Authors: Martin Kaňok;  Michal Novotný
Authors‘ workplace: Department of Circuit Theory, Faculty of Electrical Engineering, Czech Technical University in Prague, Prague, Czech Republic
Published in: Lékař a technika - Clinician and Technology No. 3, 2019, 49, 97-101


Evaluation of precision of consonant articulation is commonly used metric in assessment of pathological speech. However, up to date most of the research on consonant characteristics was performed on English while there are obvious language-specific differences. The aim of the current study was therefore to investigate the patterns of consonant articulation in Czech across 6 stop consonants with respect to age and gender. The database used consisted of 30 female and 30 male healthy participants (mean age 51.0 years, standard deviation 18.0 years and range from 20 to 79 years). Four acoustic variables including voice onset time (VOT), VOT ratio and two spectral moments were analyzed. The Czech plosives /p/, /t/ and /k/ were found to be characterized by short voicing lag (average VOT ranged from 14 to 32 ms) while voiced plosives /b/, /d/ and /g/ by long voicing lead (average VOT ranged from -79 to -91 ms). Furthermore, we observed significantly longer duration of both VOT (p < 0.05) and VOT ratio (p < 0.01) of voiceless plosives in female compared to male gender. Finally, we revealed a significant negative correlation between age and duration of voiceless (r = -0.36, p < 0.05) as well as voiced VOT (r = -0.45, p = 0.01) in female but not in male participants.
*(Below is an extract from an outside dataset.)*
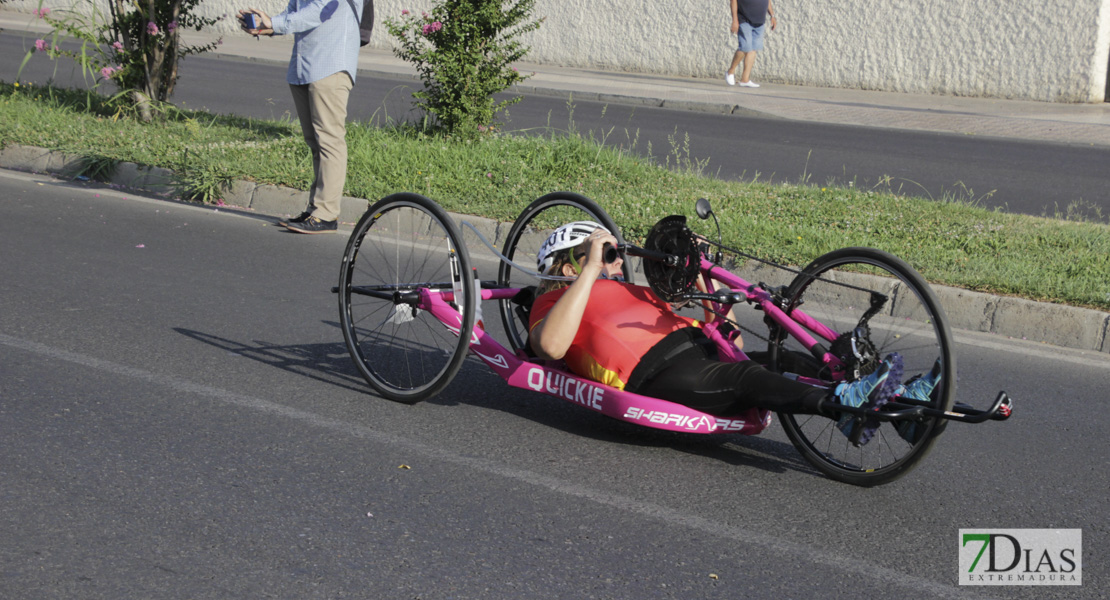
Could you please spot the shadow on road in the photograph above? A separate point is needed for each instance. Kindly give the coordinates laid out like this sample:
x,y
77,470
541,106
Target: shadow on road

ageing – articulation of consonant – voice onset time – spectral moment – acoustic analysis – Czech


The elderly population is growing fast all over the world and therefore, the number of elderly subjects with speech/language disorders has also increased rapidly [1]. The occurrence of voice and speech disorders in adult age is commonly associated with neurological disorders such as Parkinson's disease, Alzheimer's disease, Huntington's disease and many others. Interest-ingly, it has been previously demonstrated that abnor-malities of speech in these disorders may occur several years before the diagnosis is established [2–4] and may even be the earliest indicator of the disease [5]. However, the natural changes of voice and speech also occur in healthy population as a consequence of normal aging process. Therefore, considering that early diagno-sis of neurological diseases is essential in improving the patients' life, research focused on speech characteristics of healthy speakers and aging effects is vital for clinical purposes. Without a general model of speech aging for normal healthy, elder individuals, it will be difficult to recognize whether the changes of speech are related to presymptomatic changes due to development of neu-rodegenerative diseases or if it is just a simple effect of normal aging process.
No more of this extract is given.